Archive for the ‘Deep political thought’ Category

FreeDumb® Friday

January 6, 2023

“‘Stop the Steal?’ I’m just getting started.”

Here’s a Fun Friday Factoid for all the Jan. 6 insurrection re-enactors in the audience: The attempt to overturn the 2020 election was King Donald the Short-fingered’s most successful business venture in 40 years, according to Timothy Noah at The New Republic.

Writes Noah:

As a political maneuver, trying to overturn the 2020 election was a miserable failure. It failed on its own terms—Joe Biden became and remains president—and it created all sorts of legal problems for Trump. … But as a business enterprise, January 6 was and remains an unqualified success.

It seems that the bulk of the $250 million raised to “Stop the Steal” went for no such purpose. Rather, according to the Select Committee to Investigate the January 6th Attack on the Capitol, it was used “to fund the former president’s other endeavors and to enrich his associates.” (See the committee’s report, Appendix Three, “The Big Rip-Off: Follow the Money.”)

Follow along with Noah as he takes a tour of the Trump Treasure Trail. No wonder the election deniers hobbling the House of Reprehensibles enjoy sniffing his farts. They smell like money, son!
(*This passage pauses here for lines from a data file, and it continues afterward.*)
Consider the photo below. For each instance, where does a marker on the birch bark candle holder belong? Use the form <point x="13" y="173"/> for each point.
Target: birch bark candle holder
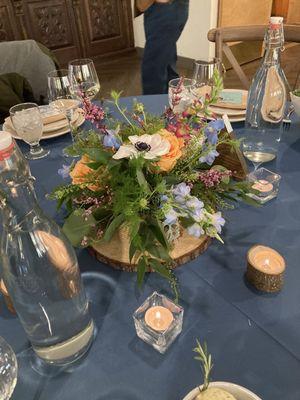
<point x="265" y="268"/>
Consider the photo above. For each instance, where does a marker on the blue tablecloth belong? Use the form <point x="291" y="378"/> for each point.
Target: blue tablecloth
<point x="254" y="338"/>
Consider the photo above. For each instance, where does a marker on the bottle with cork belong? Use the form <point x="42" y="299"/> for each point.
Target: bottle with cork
<point x="267" y="100"/>
<point x="39" y="267"/>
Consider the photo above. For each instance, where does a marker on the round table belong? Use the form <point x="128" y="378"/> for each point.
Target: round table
<point x="254" y="338"/>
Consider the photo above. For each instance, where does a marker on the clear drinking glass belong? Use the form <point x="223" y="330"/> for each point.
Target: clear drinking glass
<point x="181" y="94"/>
<point x="203" y="75"/>
<point x="8" y="370"/>
<point x="27" y="122"/>
<point x="83" y="78"/>
<point x="60" y="97"/>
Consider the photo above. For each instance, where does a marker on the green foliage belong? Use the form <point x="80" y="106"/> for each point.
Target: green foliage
<point x="128" y="192"/>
Wrapping up, Noah observes:

Trump may be losing his real estate acumen, but he’s found a new market in grifting would-be political insurrectionists. Another late-December revelation from the select committee (this from the testimony of Jared Kushner) was that the Donald wanted to trademark the phrase “rigged election.” Now you know why. From the start, Trump’s insane election claims were a highly profitable business venture for a man whose other businesses have lately, for the most part, been anything but.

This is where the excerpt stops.